The dMSC secretome had robust levels of the angiogens that were similar for both bone marrow and adipose tissue-derived dMSCs: VEGF (fold increase of 22 ±8.9 and 21.6 ± 9.3), MCP-1 (fold increase of 69.2 ± 40 and 62.4 ± 36.3), and HGF (Fold increase of 7.6 ± 6.7 and 5.7 ±3.6). Interestingly, EGF secretion by both bone marrow and adipose tissue-derived dMSCs was negligible in the secretome (0.89 and 0.91). Similarly, the conditioned media (CM) from both bone marrow (BM) and adipose tissue-derived (ATD) dMSCs stimulated similar HUVEC proliferation that was significantly greater than quiescent media (QM) [1.08 nm ± 0.29 nm for BM-MSC (P=.01) and 0.95 nm ± 0.21 nm for ATD-MSC (P=.04) vs. 0.41 nm ± 0.05 nm for QM] and similar to that of EC growth media (BM-MSCs vs. EC media, P=0.9; ATD-MSCs vs EC media, P=0.8). Similarly, CM from BM- and ATD-dMSCs stimulated significantly greater EC migration over that of QM [(196.8 cells ± 32.6 cells for BM-MSCs; P=.007) and (208 cells ± 36.3 cells for ATD-MSCs; P=.005) vs. 114.8 cells ± 53.3 cells for QM; This too was similar to the migration stimulated by EC growth media (P=.9 and P=.8, respectively). In order to test dMSC angiogenic effect on ECs, a co-culture assay (1:1 dMSC:EC) was performed. Here, co-culture with ECs led to significantly longer EC sprouts than EC-alone cell pellets [Day 3: (148.4 µm ± 69.8 µm for BM-MSC/EC; P<.05) and (157.8 µm ± 76.6 µm for ATD-MSC/EC; P<.05); EC only pellet: 52.8 µm ± 49.7 µm. Only under diabetic conditions were there significant differences between BM and ATD-dMSCs. Here, ATD-dMSCs promoted greater EC sprouting lengths than BM-dMSCs at day 3 under both the 25mM glucose and mannose conditions (P=.0029; P=.0001, respectively).

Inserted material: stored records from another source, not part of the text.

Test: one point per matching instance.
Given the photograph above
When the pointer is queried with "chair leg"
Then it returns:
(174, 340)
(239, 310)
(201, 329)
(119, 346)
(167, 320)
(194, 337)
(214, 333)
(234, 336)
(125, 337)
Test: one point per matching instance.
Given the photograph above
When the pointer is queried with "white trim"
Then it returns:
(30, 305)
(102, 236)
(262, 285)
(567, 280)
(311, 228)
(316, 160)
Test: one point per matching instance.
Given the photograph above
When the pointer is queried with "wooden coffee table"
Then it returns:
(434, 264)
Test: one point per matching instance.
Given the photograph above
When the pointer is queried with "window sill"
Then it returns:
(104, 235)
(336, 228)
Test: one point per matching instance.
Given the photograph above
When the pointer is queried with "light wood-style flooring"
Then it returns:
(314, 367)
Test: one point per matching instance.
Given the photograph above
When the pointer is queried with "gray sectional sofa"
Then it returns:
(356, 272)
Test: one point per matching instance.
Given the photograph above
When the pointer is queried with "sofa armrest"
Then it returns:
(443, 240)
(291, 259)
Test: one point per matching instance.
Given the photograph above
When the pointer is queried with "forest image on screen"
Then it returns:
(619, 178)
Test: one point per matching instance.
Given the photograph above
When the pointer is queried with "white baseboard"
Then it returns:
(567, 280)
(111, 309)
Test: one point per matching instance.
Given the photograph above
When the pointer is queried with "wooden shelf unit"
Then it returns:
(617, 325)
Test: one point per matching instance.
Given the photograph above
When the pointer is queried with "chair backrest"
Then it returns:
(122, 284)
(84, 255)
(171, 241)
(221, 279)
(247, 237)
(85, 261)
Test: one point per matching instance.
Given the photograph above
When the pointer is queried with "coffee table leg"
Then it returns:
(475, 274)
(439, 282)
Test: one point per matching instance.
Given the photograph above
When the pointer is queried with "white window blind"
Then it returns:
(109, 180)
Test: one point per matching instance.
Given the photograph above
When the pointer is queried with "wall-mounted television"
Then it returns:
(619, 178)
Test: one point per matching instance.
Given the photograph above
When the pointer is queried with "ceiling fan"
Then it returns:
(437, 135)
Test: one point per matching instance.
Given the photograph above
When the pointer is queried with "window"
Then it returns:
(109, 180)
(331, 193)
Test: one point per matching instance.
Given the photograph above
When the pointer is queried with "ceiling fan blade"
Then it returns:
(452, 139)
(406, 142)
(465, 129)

Conclusions: The EGFR axis in dMSCs from PAD patients appears to be defective. This is likely due to a deficiency in EGF secretion by dMSCs that requires exogenous supplementation. Our results support that EGF supplementation may help overcome dMSC proliferation and survival cascades, but that AKT pathways may be further benefitted by PL over EGF alone. Since our data supports robust angiogenic activity of both bone marrow and adipose tissue-derived dMSCs, exogenous EGF or PL strategies (including gel impregnation) may be an effective strategy for not only improving dMSC expansion but also prolonging dMSC survival for cellular therapies. Finally, if our observed benefit of ATD-dMSC over BM-dMSCs under diabetic conditions is subsequently validated, the choice of MSC reservoir may also be of use in optimizing cell therapies for diabetic patients with PAD.